Vision Transformer network for optical overlay metrology on semiconductor wafers

Publication date
DOI http://dx.doi.org/10.1063/5.0301749
Reference L. de Wolf, M. Lipp, M. Cochez, A.J. den Boef and L.V. Amitonova, Vision Transformer network for optical overlay metrology on semiconductor wafers, APL Mach. Learn. 4, (1), 016101: 1-10 (2026)
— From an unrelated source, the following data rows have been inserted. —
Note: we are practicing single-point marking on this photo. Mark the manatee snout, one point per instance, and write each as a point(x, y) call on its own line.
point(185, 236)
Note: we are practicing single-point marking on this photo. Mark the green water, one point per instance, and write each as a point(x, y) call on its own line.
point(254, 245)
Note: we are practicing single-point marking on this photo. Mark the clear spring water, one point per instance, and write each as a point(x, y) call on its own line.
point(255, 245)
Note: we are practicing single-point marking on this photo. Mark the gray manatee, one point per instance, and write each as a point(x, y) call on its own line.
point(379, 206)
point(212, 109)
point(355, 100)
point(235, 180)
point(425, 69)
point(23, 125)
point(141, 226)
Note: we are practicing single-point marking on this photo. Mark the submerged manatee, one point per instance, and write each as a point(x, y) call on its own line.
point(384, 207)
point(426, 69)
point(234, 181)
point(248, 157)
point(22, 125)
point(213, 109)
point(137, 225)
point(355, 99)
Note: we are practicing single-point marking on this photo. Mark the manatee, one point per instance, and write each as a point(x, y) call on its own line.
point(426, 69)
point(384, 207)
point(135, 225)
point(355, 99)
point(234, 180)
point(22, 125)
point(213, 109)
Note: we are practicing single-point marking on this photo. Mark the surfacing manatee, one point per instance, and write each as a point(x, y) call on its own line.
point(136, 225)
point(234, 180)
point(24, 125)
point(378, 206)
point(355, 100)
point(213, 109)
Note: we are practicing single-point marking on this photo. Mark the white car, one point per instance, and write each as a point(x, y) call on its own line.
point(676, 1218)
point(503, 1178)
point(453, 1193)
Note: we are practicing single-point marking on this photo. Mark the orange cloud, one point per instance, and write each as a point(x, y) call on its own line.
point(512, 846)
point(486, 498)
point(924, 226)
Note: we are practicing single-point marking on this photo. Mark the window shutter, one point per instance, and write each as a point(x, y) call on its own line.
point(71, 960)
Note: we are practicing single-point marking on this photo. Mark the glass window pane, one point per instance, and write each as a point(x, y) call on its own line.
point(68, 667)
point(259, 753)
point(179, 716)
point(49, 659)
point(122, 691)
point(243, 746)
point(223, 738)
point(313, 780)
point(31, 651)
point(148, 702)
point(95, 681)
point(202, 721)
Group Nanoscale Imaging and Metrology

Fast and high-precision wafer metrology is critical for the semiconductor industry. In this work, we explore the use of simple and cost-effective optical sensors in combination with data-driven algorithms. We propose and compare three data-driven approaches with varying complexity that can directly infer sub-nanometer metrology parameters from low-numerical-aperture optical coherent microscope images with the focus on precision, noise robustness, and data efficiency. In particular, we apply Vision Transformers (ViTs), Convolutional Neural Networks, and Multilayer Perceptrons to simulated datasets with varying aberrations. We report sub-nanometer measurement accuracy and precision for all models in the presence of strong optical aberrations and noise also. Furthermore, we find that ViTs consistently achieve low errors and excel under limited data regimes compared to other models.